Ideas and Applications

            There's nothing magical about CD's - 10 years ago this entire topic would be titled "Cassette Tape Production" and much of the ideas would be the same.  However, CDs are digital, and hence the side benefit of aiming that way is that the resultant product can be used everywhere a computer is used (on the Web, in a PowerPoint presentation, in a videotape, even embedded in a Word or other document), by simply dragging and dropping a file!  A cassette tape will serve as a fine record of your speech class or orchestra concert, but delivering it to an appreciative audience becomes so much easier if the information is digital!  Even the CDs themselves are easy to copy and distribute, with very little effort and a high standard of quality.  

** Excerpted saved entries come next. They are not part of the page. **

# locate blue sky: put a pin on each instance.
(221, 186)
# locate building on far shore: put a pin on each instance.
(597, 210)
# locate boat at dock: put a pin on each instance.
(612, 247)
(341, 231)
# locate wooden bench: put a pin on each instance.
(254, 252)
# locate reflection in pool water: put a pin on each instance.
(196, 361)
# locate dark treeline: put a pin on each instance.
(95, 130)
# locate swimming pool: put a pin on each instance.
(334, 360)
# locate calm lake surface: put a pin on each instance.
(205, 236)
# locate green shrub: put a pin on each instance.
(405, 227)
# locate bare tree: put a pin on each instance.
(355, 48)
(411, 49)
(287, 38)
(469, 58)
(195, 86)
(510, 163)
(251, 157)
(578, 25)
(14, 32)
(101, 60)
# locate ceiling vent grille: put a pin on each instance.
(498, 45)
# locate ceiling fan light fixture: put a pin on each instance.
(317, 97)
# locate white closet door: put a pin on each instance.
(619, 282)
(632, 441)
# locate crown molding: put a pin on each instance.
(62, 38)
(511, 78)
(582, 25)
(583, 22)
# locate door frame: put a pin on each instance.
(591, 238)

        Here is a short list of things you can record digitally - some of them obvious, some not:

Music Performances:

  • Ensembles (Band, Orchestra, Chorus)

  • Individual student performances

  • Faculty/Staff performances, visiting artists

Sound Effects:

  • Drama/stage productions

  • Video projects

  • Live sound/video broadcasts, announcements

  • PowerPoint and the Web

The Spoken Word

  • Speech and Drama

  • Poetry/Prose

  • In-class reading (both student and staff)

  • Video voice-overs, recorded announcements

Big Projects

           A few hints on how to best manage possible recording projects, garnished from several years' experience pursuing some big ones:

Be wary of initial enthusiasm, followed by follow-through failure!

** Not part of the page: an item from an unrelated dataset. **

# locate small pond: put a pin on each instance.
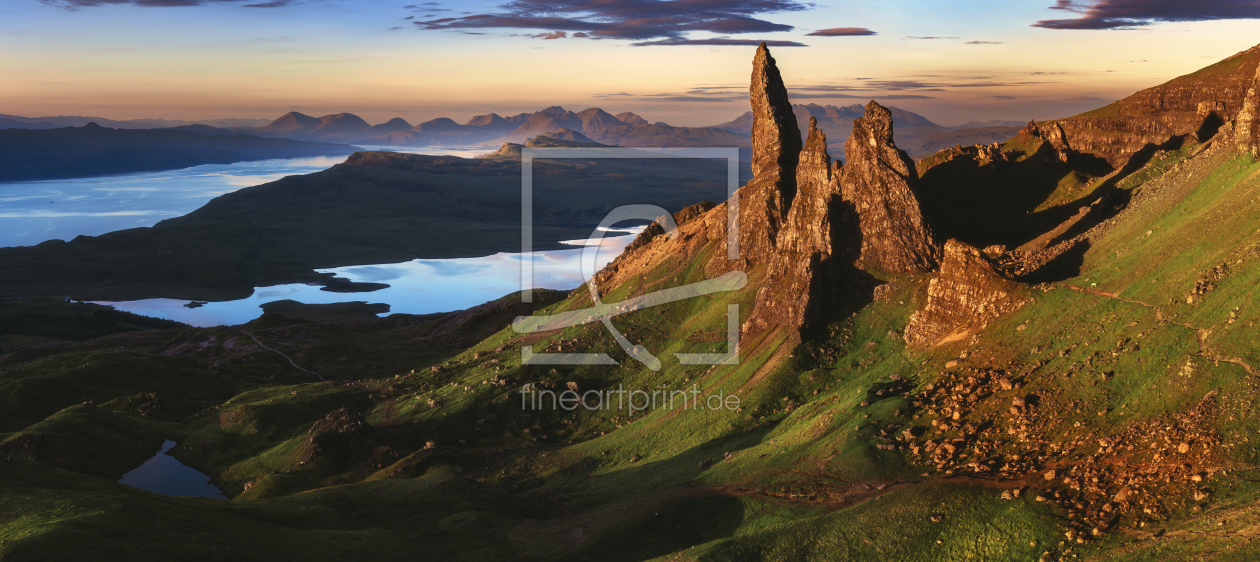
(166, 475)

In big projects, timing is everything.  If you deliver quality quickly, enthusiasm will be sustained, and the work will be appreciated.  If there's a month gap between the event and the product, no one will care!  Be prepared to produce one project almost totally on your own, and pump it as an example!

Prep your stars!

Most kids have no idea how revealing a good recording is - it picks up every fidget and whispered remark, and those "grand pauses" reveal a host of ills.  Tell the kids you have to have dead silence before, during, and after a performance number, even if it's a live recording! Tell them you will take every side comment and boost it in volume until everyone knows who screwed up!

In general, I encourage a special performance just for the microphones - the kids get a taste of a recording session, and you get a cleaner performance!

Fund-raising hints:

If your big project is a CD for fundraising purposes, the potential return is very dazzling ($3.00 production costs sold for $15 - quite a markup!).  But to make it work, don't depend on your students. Remember: that CD competes for their attention with everything coming from Nashville and LA - they don't see the value of a recording which simply documents.  Best to market directly to parents at open houses or PTA events.

Small Stuff

           It's just as important to do small recordings of sound effects and speeches - kids will hear themselves and embrace ownership of Web pages, PowerPoint presentations, small video projects.

Don't be fussy about quality

Even though CD/digital sound has a reputation for achieving and maintaining high quality, remember that most sound effects will be played on a 2" computer speaker.  Even PA-delivered dramatic sound effects won't benefit from too much attention to recording detail.  Clean up the problems with software!